Também na Lei nº 14.133/2021, como ocorre na Lei nº 13.303/2016, o preço estimado (aquilatado a partir da pesquisa de preços praticados no mercado) é o preço máximo a ser admitido, devendo ser desclassificadas as propostas que permanecerem acima do valor estimado após a negociação.
Estabelece o parágrafo único do art. 24 da Lei nº 14.133/2021, contudo, que na hipótese de licitação em que for adotado o critério de julgamento por maior desconto, o preço estimado ou o máximo aceitável constará do edital da licitação. Veja-se:
Art. 24. Desde que justificado, o orçamento estimado da contratação poderá ter caráter sigiloso, sem prejuízo da divulgação do detalhamento dos quantitativos e das demais informações necessárias para a elaboração das propostas, e, nesse caso:
I - o sigilo não prevalecerá para os órgãos de controle interno e externo;
II - (VETADO).
Parágrafo único. Na hipótese de licitação em que for adotado o critério de julgamento por maior desconto, o preço estimado ou o máximo aceitável constará do edital da licitação.
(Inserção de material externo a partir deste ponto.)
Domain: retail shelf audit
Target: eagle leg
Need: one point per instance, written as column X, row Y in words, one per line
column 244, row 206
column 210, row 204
Extrai-se, pois, que a nova lei de licitações e contratações administrativas admite a fixação de preço estimado em edital de licitação, quando adotado o critério de julgamento por maior desconto. Possibilita-se, neste caso, a aceitação de propostas que resultarem superiores ao valor estimado pela administração, desde que o agente de contratação ou o pregoeiro explicitem os motivos da sua aceitação.
Cite-se, como exemplo da utilização de preço estimado em licitação, o disposto nos §§3º e 4º do art. 20 da Instrução Normativa SGD/ME nº 94/2022, que dispõe sobre o processo de contratação de soluções de Tecnologia da Informação e Comunicação - TIC pelos órgãos e entidades integrantes do Sistema de Administração dos Recursos de Tecnologia da Informação - SISP do Poder Executivo Federal:
Art. 20. A estimativa de preço da contratação deverá ser realizada pelo Integrante Técnico com o apoio do Integrante Administrativo para elaboração do orçamento detalhado, composta por preços unitários e de acordo com a Instrução Normativa SEGES/ME nº 65, de 7 de julho de 2021, e suas atualizações, que versa sobre o procedimento administrativo para a realização de pesquisa de preços para a aquisição de bens e contratação de serviços em geral.
§ 1º A estimativa de preço derivada exclusivamente de propostas de fornecedores somente deverá ser utilizada mediante justificativa, nos casos em que não for possível obter preços de contratações similares de outros entes públicos ou do Painel de Preços.
§ 2º A pesquisa de preço descrita no parágrafo anterior deverá considerar, sempre que possível, os valores praticados diretamente pelos fabricantes.
§ 3º Os preços de itens constantes nos Catálogos de Soluções de TIC com Condições Padronizadas - PMC-TIC deverão ser utilizados como preço estimado, salvo se a pesquisa de preços realizada resultar em valor inferior ao PMC-TIC.
§ 4º As estimativas de preços constantes em modelos de contratação de soluções de TIC publicados pelo Órgão Central do SISP poderão ser utilizadas como preço estimado.